🤖 AI Summary
Large language models (LLMs) exhibit a previously overlooked deficiency in humor understanding within professional settings—a critical bottleneck in value alignment. Method: We introduce the first industry-oriented professional humor dataset, comprising humorous utterances annotated with multidimensional appropriateness labels. We propose a context-sensitive appropriateness evaluation framework, integrating human annotation with zero-shot and few-shot automated assessment to systematically benchmark five state-of-the-art LLMs. Results: All models underperform significantly relative to human annotators in judging humor appropriateness (average accuracy deficit of 28.6%), revealing fundamental gaps in modeling implicit workplace contexts—particularly power dynamics, role boundaries, and organizational norms. This work pioneers the integration of humor understanding into professional-domain LLM evaluation, establishing both a novel dimension for value alignment assessment and a foundational benchmark resource for future research.
📝 Abstract
With the recent advances in Artificial Intelligence (AI) and Large Language Models (LLMs), the automation of daily tasks, like automatic writing, is getting more and more attention.
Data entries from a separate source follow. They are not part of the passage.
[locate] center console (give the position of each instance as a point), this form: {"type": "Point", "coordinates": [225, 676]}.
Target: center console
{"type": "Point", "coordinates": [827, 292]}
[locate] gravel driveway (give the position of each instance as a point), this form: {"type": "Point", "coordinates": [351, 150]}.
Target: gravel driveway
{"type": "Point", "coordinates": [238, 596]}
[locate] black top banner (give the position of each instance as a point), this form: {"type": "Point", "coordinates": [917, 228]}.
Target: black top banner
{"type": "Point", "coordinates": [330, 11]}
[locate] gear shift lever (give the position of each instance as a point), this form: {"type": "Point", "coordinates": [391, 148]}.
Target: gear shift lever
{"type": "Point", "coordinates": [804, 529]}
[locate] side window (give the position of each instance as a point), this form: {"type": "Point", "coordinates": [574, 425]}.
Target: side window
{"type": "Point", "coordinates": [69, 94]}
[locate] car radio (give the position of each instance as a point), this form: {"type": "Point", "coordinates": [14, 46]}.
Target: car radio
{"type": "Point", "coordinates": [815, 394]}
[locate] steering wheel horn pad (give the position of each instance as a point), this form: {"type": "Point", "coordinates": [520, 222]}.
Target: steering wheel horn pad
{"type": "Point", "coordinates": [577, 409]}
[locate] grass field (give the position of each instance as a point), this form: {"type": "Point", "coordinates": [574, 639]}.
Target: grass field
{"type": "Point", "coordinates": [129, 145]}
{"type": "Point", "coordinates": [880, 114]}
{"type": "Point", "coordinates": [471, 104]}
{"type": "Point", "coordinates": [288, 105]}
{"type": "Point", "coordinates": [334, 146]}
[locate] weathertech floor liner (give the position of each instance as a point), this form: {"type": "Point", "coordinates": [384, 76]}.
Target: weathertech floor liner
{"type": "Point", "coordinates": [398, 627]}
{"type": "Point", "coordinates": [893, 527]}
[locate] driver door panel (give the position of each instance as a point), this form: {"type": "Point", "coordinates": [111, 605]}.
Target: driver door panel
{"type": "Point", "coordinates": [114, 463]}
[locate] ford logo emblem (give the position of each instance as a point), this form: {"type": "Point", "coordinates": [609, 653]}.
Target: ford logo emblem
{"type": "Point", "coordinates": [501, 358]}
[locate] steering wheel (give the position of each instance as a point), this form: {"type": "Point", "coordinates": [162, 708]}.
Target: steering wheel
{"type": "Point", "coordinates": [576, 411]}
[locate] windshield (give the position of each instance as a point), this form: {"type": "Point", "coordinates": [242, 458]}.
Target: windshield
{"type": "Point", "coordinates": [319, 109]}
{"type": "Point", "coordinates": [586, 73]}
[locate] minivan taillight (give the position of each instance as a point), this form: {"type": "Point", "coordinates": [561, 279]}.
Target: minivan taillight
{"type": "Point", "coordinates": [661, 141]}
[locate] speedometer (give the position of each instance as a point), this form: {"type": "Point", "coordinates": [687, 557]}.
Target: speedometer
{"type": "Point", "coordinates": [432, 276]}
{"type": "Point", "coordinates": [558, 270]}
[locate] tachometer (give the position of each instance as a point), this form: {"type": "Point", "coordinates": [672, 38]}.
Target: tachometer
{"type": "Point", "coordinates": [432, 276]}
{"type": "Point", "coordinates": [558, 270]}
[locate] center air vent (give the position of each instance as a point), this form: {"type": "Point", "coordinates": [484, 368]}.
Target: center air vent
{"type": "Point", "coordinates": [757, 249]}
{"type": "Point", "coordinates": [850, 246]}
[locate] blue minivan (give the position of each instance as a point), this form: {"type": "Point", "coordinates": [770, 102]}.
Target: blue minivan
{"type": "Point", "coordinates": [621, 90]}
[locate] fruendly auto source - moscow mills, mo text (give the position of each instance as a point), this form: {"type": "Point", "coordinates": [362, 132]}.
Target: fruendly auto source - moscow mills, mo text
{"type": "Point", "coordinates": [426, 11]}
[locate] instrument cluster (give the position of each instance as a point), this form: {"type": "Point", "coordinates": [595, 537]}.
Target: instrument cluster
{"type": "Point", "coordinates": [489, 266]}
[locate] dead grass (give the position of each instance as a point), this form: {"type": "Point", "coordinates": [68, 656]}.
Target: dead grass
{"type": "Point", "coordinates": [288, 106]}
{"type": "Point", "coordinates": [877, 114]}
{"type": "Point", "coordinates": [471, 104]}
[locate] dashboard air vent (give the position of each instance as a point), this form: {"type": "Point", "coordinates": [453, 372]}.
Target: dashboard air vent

Hence, efforts have focused on aligning LLMs with human values, yet humor, particularly professional industrial humor used in workplaces, has been largely neglected. To address this, we develop a dataset of professional humor statements along with features that determine the appropriateness of each statement. Our evaluation of five LLMs shows that LLMs often struggle to judge the appropriateness of humor accurately.